SG1 was meant to finish with the final battle against the Ga'ould but the fan base demanded more seasons. There was also 2 feature length films planned which instead, went straight to DVD so, Im not convinced SG1 was canned because of cost.

In contrast some shows are canned too early. ST:OS was canned after 3 seasons. A few years later, endless repeats on US tv and a general increase in sci fi spawned 6 or 7 ST:OS films, more films and TNG, Voyager, DSN and ST Enterprise.


----------



## DampDog (Apr 16, 2011)

Now I know it's not exactly Sci-Fi, but I have to admit to a guilty pleasure.

Now I really dislike period drama in any form, but ended up watching the first episode of "Downton Abbey" And I'm hooked. Probably because it has such a strong cast of charaters and the period it's set in, eve of the first world war. I think you can pick up the whole first series for £8 in Morrisons. As I say, not normally my cup of tea at all, but very well done, set in a stunning country house.


----------



## shiny i10 (Aug 3, 2011)

DampDog said:


> Torchwood has been spoiled for me by the over indulgent John Battieman... cough .... John Barrowman I'm "Gay" don't forget it in every episode..


+1

also whens the second season of v going to be shown on freeview, since virgin 1 went all the decent stuffs gone - chuck, enterprise, v, warehouse 13 seems skys taking all the best stuff.


----------



## DampDog (Apr 16, 2011)

shiny i10 said:


> +1
> 
> also whens the second season of v going to be shown on freeview, since virgin 1 went all the decent stuffs gone - chuck, enterprise, v, warehouse 13 seems skys taking all the best stuff.
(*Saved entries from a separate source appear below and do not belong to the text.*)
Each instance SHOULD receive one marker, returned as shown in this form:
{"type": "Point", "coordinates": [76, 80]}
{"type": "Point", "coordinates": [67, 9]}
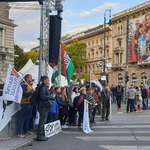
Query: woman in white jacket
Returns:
{"type": "Point", "coordinates": [74, 94]}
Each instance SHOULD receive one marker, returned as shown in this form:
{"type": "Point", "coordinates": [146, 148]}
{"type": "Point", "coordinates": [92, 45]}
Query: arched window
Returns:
{"type": "Point", "coordinates": [144, 76]}
{"type": "Point", "coordinates": [118, 30]}
{"type": "Point", "coordinates": [97, 54]}
{"type": "Point", "coordinates": [120, 78]}
{"type": "Point", "coordinates": [134, 79]}
{"type": "Point", "coordinates": [121, 29]}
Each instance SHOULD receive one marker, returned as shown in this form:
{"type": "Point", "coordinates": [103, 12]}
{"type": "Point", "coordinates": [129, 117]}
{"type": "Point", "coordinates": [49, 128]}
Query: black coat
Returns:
{"type": "Point", "coordinates": [44, 95]}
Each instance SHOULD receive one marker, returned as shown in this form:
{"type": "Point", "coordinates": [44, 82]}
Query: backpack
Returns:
{"type": "Point", "coordinates": [75, 101]}
{"type": "Point", "coordinates": [34, 100]}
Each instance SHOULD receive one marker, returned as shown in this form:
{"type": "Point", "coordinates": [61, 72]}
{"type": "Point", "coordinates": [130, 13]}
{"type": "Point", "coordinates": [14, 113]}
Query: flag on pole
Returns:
{"type": "Point", "coordinates": [67, 64]}
{"type": "Point", "coordinates": [54, 75]}
{"type": "Point", "coordinates": [12, 89]}
{"type": "Point", "coordinates": [95, 80]}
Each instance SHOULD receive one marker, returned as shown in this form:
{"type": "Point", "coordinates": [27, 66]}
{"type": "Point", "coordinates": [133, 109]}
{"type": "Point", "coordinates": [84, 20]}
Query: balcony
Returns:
{"type": "Point", "coordinates": [118, 66]}
{"type": "Point", "coordinates": [143, 63]}
{"type": "Point", "coordinates": [118, 49]}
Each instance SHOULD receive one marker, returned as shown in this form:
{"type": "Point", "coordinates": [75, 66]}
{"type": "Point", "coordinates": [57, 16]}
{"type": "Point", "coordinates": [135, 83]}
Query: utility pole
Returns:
{"type": "Point", "coordinates": [127, 57]}
{"type": "Point", "coordinates": [41, 44]}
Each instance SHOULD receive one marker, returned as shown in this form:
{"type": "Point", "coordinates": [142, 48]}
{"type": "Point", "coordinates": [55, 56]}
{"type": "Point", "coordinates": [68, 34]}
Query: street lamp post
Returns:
{"type": "Point", "coordinates": [105, 18]}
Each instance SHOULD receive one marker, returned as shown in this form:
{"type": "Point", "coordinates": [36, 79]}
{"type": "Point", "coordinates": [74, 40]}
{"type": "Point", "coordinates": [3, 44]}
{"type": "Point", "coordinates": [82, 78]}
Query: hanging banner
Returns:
{"type": "Point", "coordinates": [7, 110]}
{"type": "Point", "coordinates": [139, 39]}
{"type": "Point", "coordinates": [52, 128]}
{"type": "Point", "coordinates": [12, 89]}
{"type": "Point", "coordinates": [86, 124]}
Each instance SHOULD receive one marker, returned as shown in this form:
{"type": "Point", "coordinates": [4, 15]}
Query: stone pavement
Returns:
{"type": "Point", "coordinates": [125, 132]}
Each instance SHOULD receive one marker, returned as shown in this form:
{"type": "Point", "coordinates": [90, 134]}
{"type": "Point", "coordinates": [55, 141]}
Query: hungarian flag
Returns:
{"type": "Point", "coordinates": [54, 75]}
{"type": "Point", "coordinates": [67, 64]}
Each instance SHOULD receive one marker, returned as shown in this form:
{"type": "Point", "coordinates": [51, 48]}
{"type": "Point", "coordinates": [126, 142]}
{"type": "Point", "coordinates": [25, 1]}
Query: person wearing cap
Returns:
{"type": "Point", "coordinates": [119, 93]}
{"type": "Point", "coordinates": [130, 95]}
{"type": "Point", "coordinates": [80, 106]}
{"type": "Point", "coordinates": [43, 106]}
{"type": "Point", "coordinates": [144, 97]}
{"type": "Point", "coordinates": [26, 108]}
{"type": "Point", "coordinates": [106, 97]}
{"type": "Point", "coordinates": [91, 99]}
{"type": "Point", "coordinates": [71, 108]}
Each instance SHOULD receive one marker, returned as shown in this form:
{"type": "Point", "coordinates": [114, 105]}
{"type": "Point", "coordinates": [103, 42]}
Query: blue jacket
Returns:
{"type": "Point", "coordinates": [54, 109]}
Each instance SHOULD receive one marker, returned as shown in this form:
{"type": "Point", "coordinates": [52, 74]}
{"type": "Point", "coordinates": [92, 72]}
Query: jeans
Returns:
{"type": "Point", "coordinates": [43, 117]}
{"type": "Point", "coordinates": [130, 103]}
{"type": "Point", "coordinates": [51, 118]}
{"type": "Point", "coordinates": [90, 115]}
{"type": "Point", "coordinates": [144, 102]}
{"type": "Point", "coordinates": [119, 101]}
{"type": "Point", "coordinates": [25, 116]}
{"type": "Point", "coordinates": [80, 118]}
{"type": "Point", "coordinates": [133, 107]}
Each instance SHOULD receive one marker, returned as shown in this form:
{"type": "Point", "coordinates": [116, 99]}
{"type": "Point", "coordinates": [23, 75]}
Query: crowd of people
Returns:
{"type": "Point", "coordinates": [67, 104]}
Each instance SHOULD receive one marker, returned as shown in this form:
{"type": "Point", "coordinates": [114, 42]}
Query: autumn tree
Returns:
{"type": "Point", "coordinates": [76, 52]}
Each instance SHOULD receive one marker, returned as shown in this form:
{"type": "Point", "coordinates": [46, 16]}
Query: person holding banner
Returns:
{"type": "Point", "coordinates": [45, 103]}
{"type": "Point", "coordinates": [80, 106]}
{"type": "Point", "coordinates": [26, 108]}
{"type": "Point", "coordinates": [106, 96]}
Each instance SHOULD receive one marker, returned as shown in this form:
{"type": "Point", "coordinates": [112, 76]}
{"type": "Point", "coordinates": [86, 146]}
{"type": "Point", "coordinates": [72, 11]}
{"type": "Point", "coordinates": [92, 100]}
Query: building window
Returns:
{"type": "Point", "coordinates": [89, 68]}
{"type": "Point", "coordinates": [144, 76]}
{"type": "Point", "coordinates": [120, 78]}
{"type": "Point", "coordinates": [93, 68]}
{"type": "Point", "coordinates": [107, 52]}
{"type": "Point", "coordinates": [101, 53]}
{"type": "Point", "coordinates": [85, 69]}
{"type": "Point", "coordinates": [89, 45]}
{"type": "Point", "coordinates": [97, 54]}
{"type": "Point", "coordinates": [93, 55]}
{"type": "Point", "coordinates": [119, 43]}
{"type": "Point", "coordinates": [121, 29]}
{"type": "Point", "coordinates": [101, 42]}
{"type": "Point", "coordinates": [92, 43]}
{"type": "Point", "coordinates": [107, 40]}
{"type": "Point", "coordinates": [96, 42]}
{"type": "Point", "coordinates": [89, 55]}
{"type": "Point", "coordinates": [134, 79]}
{"type": "Point", "coordinates": [118, 30]}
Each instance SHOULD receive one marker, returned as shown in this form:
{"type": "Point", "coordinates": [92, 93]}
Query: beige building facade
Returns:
{"type": "Point", "coordinates": [94, 39]}
{"type": "Point", "coordinates": [6, 40]}
{"type": "Point", "coordinates": [139, 40]}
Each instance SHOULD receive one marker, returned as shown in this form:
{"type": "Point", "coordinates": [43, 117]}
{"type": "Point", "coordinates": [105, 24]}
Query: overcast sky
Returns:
{"type": "Point", "coordinates": [78, 15]}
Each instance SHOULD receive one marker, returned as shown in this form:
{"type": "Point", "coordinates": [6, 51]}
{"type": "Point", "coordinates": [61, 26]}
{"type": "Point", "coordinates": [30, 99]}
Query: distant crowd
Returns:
{"type": "Point", "coordinates": [67, 104]}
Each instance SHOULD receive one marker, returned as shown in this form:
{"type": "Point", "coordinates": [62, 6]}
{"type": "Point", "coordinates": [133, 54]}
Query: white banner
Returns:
{"type": "Point", "coordinates": [86, 124]}
{"type": "Point", "coordinates": [52, 128]}
{"type": "Point", "coordinates": [12, 89]}
{"type": "Point", "coordinates": [7, 110]}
There's no "second series" of V, it's been cancelled..


----------



## Laurie.J.M (Jun 23, 2011)

Sky bid more for these shows and then in return get to show them only a few days after they go out in the US rather than several months later when the Yanks are done with it.


----------



## Laurie.J.M (Jun 23, 2011)

DampDog said:


> There's no "second series" of V, it's been cancelled..


On tv.com it's listed as two seasons of 12 and 10 episodes, FX may have shown the whole lot as one long series rather than two shorter ones.


----------



## jamest (Apr 8, 2008)

There are 2 series of V. I have seen both.


----------



## OvlovMike (Jul 19, 2011)

james_death said:


> Sick of yanks dropping Sci-Fi shows, so i dont bother watching any....:lol:


Doing my **** in at the moment - Stargate Universe, FFS that was epic! V - again, a fantastic show. Really enjoyed both. Deeply gutted that they're gone.

Yet Supernatural (got the Mrs will kill me for saying this!) is utter ****e, but because it's about the paranormal there's a million dumb yanks who are desperate for it, so it goes into S7 next month!


----------